- Born: Johann Heinrich Bernhard Martin Averbeck August 13, 1844 Bremen, German Confederation
- Died: February 2, 1889 (aged 44)
- Occupation: Physician
- Years active: 1868–1889
- Known for: Pioneer in physiotherapy; research on acute neurasthenia
- Medical career
- Profession: Physician
- Field: Physical medicine, obstetrics
- Institutions: Bad Laubach health spa and physical therapy clinic
- Sub-specialties: Physiotherapy
- Research: Neurasthenia
- Notable works: Die akute Neurasthenie, die plötzliche Erschöpfung der nervösen Energie

= Heinrich Averbeck =

Johann Heinrich Bernhard Martin Averbeck (13 August 1844 – 2 February 1889) was a German physician who was a native of Bremen.

In 1868 he earned his medical doctorate at the University of Basel, where he was a student of Carl von Liebermeister (1833–1901). He also studied at the Universities of Heidelberg, Göttingen and Tübingen, and in addition to Liebermeister, regarded Karl Ewald Hasse (1810–1902), Jakob Henle (1809–1885) and August Socin (1837–1889) as important influences to his medical career.
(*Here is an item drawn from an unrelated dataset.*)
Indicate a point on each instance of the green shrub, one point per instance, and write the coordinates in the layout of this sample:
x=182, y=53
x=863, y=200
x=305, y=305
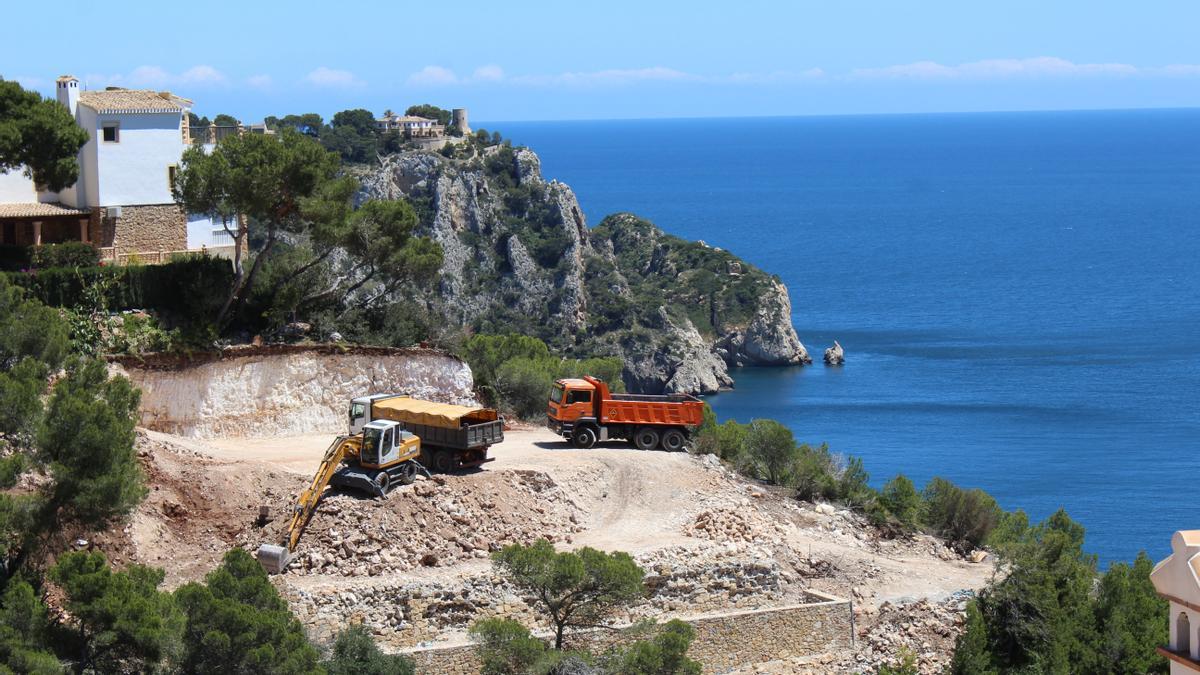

Between 1868 and 1879 Averbeck was a general practitioner and obstetrician in Bremen, and in 1879 opened an institute for physical therapy at Baden-Baden. Beginning in 1882 he developed a health spa and physical therapy clinic at Bad Laubach bei Koblenz, which was described as a model institution of physical medicine.

Averbeck was a pioneer in the field of physiotherapy. He believed that the right combination of therapeutic exercises and massage were vital in the treatment of chronic illness and disease. Among his written works was a treatise on acute neurasthenia called Die akute Neurasthenie, die plötzliche Erschöpfung der nervösen Energie. Reportedly, Sigmund Freud found it an important reference work in his research involving the correlation of modern-day stress and neurasthenia.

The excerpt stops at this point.